As we can see average word in our corpus consists of 5.5 letters and that is OK for English language. Maximum and minimum values are quite extreme and that is caused with some untidyness of the text.
One interesting feature is that in twitter messages we have on avarege almost twice shorter sentences than in blogs and news.
After some of the texts statistics it’s worth to take a quick look at a words, bigrams and trigrams in our corpuses.
tokens.stat <- function(text) {
words <- unlist(tokenizers::tokenize_words(text))
words <- data_frame(words = words)
words <- words %>% count(words, sort = TRUE)
words <- words %>% mutate(sum = 100*cumsum(n)/sum(n))
words.full <- nrow(words)
words.90 <- nrow(words[words$sum < 90, ])
words.50 <- nrow(words[words$sum < 50, ])
bigrams <- unlist(tokenizers::tokenize_ngrams(text, n = 2))
bigrams <- data_frame(bigrams = bigrams)
bigrams <- bigrams %>% count(bigrams, sort = TRUE)
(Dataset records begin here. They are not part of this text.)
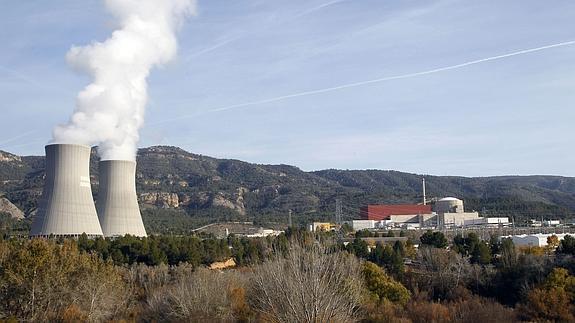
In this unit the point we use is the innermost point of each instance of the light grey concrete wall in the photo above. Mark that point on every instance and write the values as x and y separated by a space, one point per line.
67 206
117 204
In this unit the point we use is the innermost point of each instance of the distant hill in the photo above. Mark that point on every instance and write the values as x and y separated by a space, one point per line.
179 188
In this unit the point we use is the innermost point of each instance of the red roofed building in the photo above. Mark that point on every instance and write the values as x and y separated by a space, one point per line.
384 212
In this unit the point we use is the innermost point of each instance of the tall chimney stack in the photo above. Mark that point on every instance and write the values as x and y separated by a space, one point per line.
117 204
67 206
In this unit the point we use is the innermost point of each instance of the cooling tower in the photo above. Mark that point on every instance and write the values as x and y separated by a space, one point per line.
117 204
67 206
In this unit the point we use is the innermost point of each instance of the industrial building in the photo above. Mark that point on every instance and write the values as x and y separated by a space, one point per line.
117 205
450 212
386 211
67 206
489 222
532 240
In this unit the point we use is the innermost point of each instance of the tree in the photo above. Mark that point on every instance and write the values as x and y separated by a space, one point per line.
434 239
552 242
383 287
310 284
553 299
481 254
567 245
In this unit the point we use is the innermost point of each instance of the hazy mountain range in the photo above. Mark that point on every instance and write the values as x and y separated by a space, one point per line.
176 187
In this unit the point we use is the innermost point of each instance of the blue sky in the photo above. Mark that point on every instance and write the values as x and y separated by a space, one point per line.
509 116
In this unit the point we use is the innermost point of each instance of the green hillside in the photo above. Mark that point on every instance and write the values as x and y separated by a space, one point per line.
185 189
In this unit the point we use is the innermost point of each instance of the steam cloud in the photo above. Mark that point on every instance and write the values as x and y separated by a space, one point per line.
110 111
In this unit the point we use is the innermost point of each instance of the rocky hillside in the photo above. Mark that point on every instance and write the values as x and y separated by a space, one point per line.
171 180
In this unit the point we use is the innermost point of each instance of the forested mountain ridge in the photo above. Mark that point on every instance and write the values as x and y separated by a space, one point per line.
172 181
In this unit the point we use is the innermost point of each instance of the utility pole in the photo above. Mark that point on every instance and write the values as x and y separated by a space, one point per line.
338 211
424 197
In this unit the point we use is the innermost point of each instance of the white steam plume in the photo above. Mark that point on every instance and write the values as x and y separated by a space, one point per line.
110 111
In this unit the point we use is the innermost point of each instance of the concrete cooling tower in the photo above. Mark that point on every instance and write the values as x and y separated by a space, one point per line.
117 204
67 206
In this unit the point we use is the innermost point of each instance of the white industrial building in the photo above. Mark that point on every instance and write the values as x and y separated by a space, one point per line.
533 240
450 212
499 221
359 225
66 207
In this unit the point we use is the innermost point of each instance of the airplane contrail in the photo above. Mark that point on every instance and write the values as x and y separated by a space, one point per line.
373 81
242 35
26 134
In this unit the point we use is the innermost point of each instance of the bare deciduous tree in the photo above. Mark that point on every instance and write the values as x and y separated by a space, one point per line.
309 284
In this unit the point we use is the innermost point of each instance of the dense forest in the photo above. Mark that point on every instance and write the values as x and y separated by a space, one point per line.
295 277
179 190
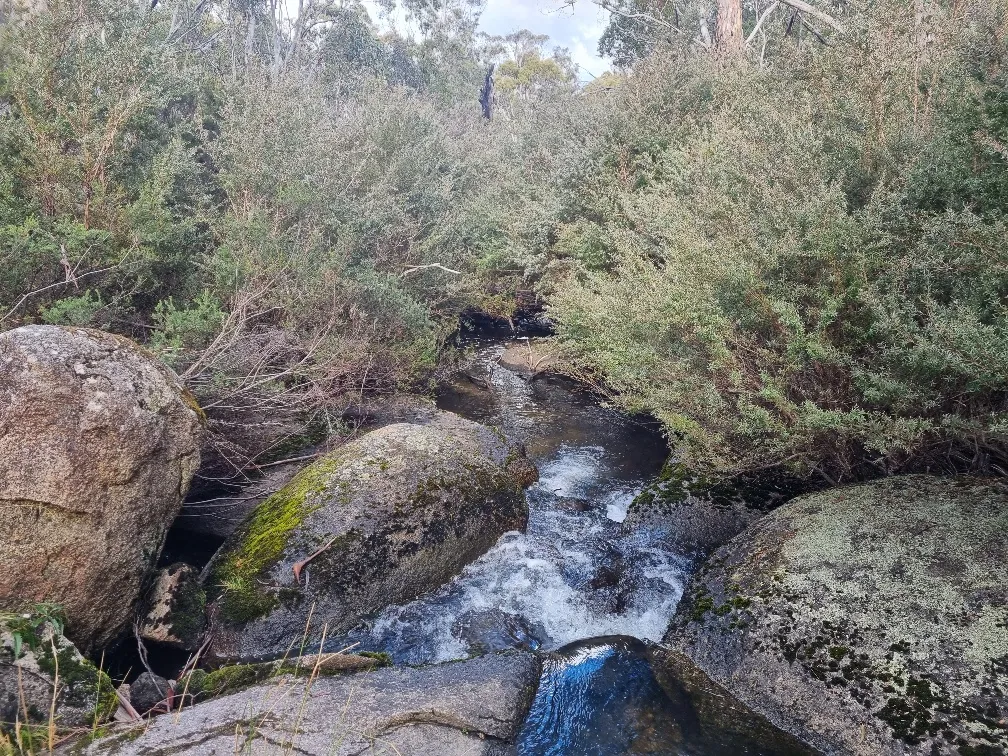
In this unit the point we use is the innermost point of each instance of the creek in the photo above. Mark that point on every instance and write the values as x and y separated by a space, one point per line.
577 586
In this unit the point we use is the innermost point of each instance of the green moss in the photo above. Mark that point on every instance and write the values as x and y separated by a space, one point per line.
261 541
383 659
703 603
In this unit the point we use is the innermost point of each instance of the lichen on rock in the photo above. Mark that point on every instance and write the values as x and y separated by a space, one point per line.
98 445
868 620
34 656
378 521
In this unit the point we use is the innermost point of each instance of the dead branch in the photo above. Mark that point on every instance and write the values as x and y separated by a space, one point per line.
417 268
811 10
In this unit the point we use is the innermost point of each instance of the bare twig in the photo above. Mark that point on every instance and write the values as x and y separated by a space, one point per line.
28 295
417 268
299 565
814 12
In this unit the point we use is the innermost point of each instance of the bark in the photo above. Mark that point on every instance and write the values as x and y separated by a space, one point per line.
728 35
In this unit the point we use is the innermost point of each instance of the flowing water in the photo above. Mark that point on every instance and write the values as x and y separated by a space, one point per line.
573 574
578 587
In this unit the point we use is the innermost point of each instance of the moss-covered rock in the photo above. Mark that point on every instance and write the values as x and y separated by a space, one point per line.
866 620
175 608
34 658
699 514
379 521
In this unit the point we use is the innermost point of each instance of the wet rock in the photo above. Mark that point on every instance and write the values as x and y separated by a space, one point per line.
98 444
378 521
147 691
33 654
617 696
490 630
867 619
574 506
176 608
530 357
466 709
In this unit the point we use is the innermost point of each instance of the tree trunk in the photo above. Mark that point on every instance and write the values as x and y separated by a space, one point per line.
728 36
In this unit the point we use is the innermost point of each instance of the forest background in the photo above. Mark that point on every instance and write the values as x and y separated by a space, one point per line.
776 226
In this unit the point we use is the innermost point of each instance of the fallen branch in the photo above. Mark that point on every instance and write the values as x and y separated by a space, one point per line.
417 268
299 565
812 11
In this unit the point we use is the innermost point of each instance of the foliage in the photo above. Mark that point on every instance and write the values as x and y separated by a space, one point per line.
290 212
793 257
790 265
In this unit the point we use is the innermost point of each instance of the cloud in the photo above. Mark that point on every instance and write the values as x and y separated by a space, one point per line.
576 26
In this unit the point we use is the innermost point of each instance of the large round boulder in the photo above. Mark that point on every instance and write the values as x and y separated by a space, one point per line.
98 444
865 620
379 521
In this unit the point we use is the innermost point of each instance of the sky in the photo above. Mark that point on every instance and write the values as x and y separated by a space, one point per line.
576 27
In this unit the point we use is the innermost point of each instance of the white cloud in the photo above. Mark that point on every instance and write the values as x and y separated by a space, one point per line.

bigrams <- bigrams %>% mutate(sum = 100*cumsum(n)/sum(n))
bigrams.full <- nrow(bigrams)
bigrams.90 <- nrow(bigrams[bigrams$sum < 90, ])
bigrams.50 <- nrow(bigrams[bigrams$sum < 50, ])
trigrams <- unlist(tokenizers::tokenize_ngrams(text, n = 3))
trigrams <- data_frame(trigrams = trigrams)
trigrams <- trigrams %>% count(trigrams, sort = TRUE)
trigrams <- trigrams %>% mutate(sum = 100*cumsum(n)/sum(n))
trigrams.full <- nrow(trigrams)
trigrams.90 <- nrow(trigrams[trigrams$sum < 90, ])
trigrams.50 <- nrow(trigrams[trigrams$sum < 50, ])
stat <- c(words.full, words.90, words.50, bigrams.full, bigrams.90, bigrams.50, trigrams.full, trigrams.90, trigrams.50)
list(stat = stat, unigrams = words, bigrams = bigrams, trigrams = trigrams)
}
twitter.tokens <- tokens.stat(twitter[1:100000])
blogs.tokens <- tokens.stat(blogs[1:50000])
news.tokens <- tokens.stat(news[1:10000])
tokens.table <- rbind(twitter.tokens$stat, blogs.tokens$stat, news.tokens$stat)
colnames(tokens.table) <- c("Unique.words", "90%.W.Variability", "50%.W.Variability", "Unique.bigrams", "90%.B.Variability", "50%.B.Variability", "Unique.trigrams", "90%.T.Variability", "50%.T.Variability")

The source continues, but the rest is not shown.